Leukaemia & Myeloma Research UK has made a grant of £6,600 to help fund innovative new research into Acute Myeloid Leukaemia (AML).

Dr Paul Hole, a Senior Post-Doctoral Research Scientist at Cardiff University*, has been awarded a grant by Leukaemia & Myeloma Research UK to fund research into the biology of leukaemia using novel, gene-editing approaches.

Focussing on cellular and genetic pathology, Dr Hole has completed a preliminary study into gene-editing and the grant will allow him to further expand upon his research**.

The research is looking at the effects of ‘deleting’ harmful genes from blood cancer cells as a way of studying AML, and assessing how the remaining cells react once these genes have been removed. Dr Hole believes this could lead to new treatments for blood cancers.

Dr Hole explained: “You don’t have to go far to find someone who has been affected by cancer in some way and it is something I’m passionate about researching and helping to fight. I want my research to change and to save lives.

“I needed funding to run this study and was lucky enough to secure a grant from the Department of Haematology at Cardiff University to run a preliminary study. Those results showed that this approach has the potential to work.

“Leukaemia & Myeloma Research UK were the first organisation to see the potential in this work and, after a detailed application process, I was thrilled to find out my application had been successful.”

AML is a rare and aggressive type of blood cancer that can develop rapidly. It that affects around 2,600 people each year in the UK. AML can affect anyone; however, it is most common in people over the age of 65. 
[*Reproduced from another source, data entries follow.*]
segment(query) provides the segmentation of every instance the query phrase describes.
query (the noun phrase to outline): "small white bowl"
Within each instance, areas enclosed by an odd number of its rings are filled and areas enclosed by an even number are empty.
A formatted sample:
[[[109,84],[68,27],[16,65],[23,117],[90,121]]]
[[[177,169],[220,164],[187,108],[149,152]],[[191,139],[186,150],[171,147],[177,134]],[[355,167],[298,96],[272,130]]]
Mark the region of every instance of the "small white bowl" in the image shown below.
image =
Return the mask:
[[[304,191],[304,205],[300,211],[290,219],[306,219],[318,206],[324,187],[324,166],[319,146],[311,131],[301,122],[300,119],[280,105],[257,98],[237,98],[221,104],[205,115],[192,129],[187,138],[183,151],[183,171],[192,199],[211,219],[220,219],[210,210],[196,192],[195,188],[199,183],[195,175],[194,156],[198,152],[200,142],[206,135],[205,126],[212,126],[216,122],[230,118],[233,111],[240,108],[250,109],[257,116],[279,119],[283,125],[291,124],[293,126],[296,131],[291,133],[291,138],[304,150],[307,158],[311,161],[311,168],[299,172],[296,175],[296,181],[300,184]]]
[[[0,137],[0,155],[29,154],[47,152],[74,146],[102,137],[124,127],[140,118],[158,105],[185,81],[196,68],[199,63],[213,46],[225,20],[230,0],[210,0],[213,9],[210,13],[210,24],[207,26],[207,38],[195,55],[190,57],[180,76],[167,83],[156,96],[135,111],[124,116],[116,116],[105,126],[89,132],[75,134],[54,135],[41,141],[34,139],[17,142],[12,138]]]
Dr Hole continued: “The grant money will support the continued developmental work into gene-editing approaches to study and fight AML. The data I gather will help inform a paper which, once published, will detail the potential of this process.

“The study is still very much in the early stages, but I’m hoping that in the future this research can be translated into a treatment process for AML and potentially other cancers too.”

Dr Joanna Tilley, Interim Operations Director for the charity, explained: “We want to eradicate cancers of the blood once and for all, and Dr Hole’s research is vital in understanding blood cancers and the functionality of cells, both healthy and harmful. We can see that there is huge potential for this study to inform the treatment of AML and other blood cancers.

“The charity was established to tackle cancer of the blood and we actively support research into blood cancers, as well as raising awareness of stem cell therapies and offering a funded stem cell storage service for qualifying families.”

Dr Hole had planned to study Physics at the University of Cambridge but, during his first year studying the natural sciences, he found his passion lay in the study of biology, specifically cellular and genetic pathology. After completing his degree at Cambridge, Paul moved back to his home country of Wales to study for his PhD in Leukaemia Biology, before beginning research into AML.








Dr Paul Hole receives his grant cheque from Dr Joanna Tilley, Interim Operations Director for Leukaemia & Myeloma Research UK.

* Dr Paul Hole is a Post-Doctoral Research Scientist in the Department of Haematology, Division of Cancer and Genetics, School of Medicine, College of Biomedical Life Sciences at Cardiff University. Twitter @PaulSpencerHole.

** The title of Paul’s research project is ‘Developing a CRISPR-based method to study chromosomal-translocation derived fusion-proteins in cancer.’ CRISPR gene editing is a new tool developed by scientists enabling them “cut, copy and paste” within the DNA of living cells. It has the potential to revolutionise research and treatment of many diseases, including blood cancers.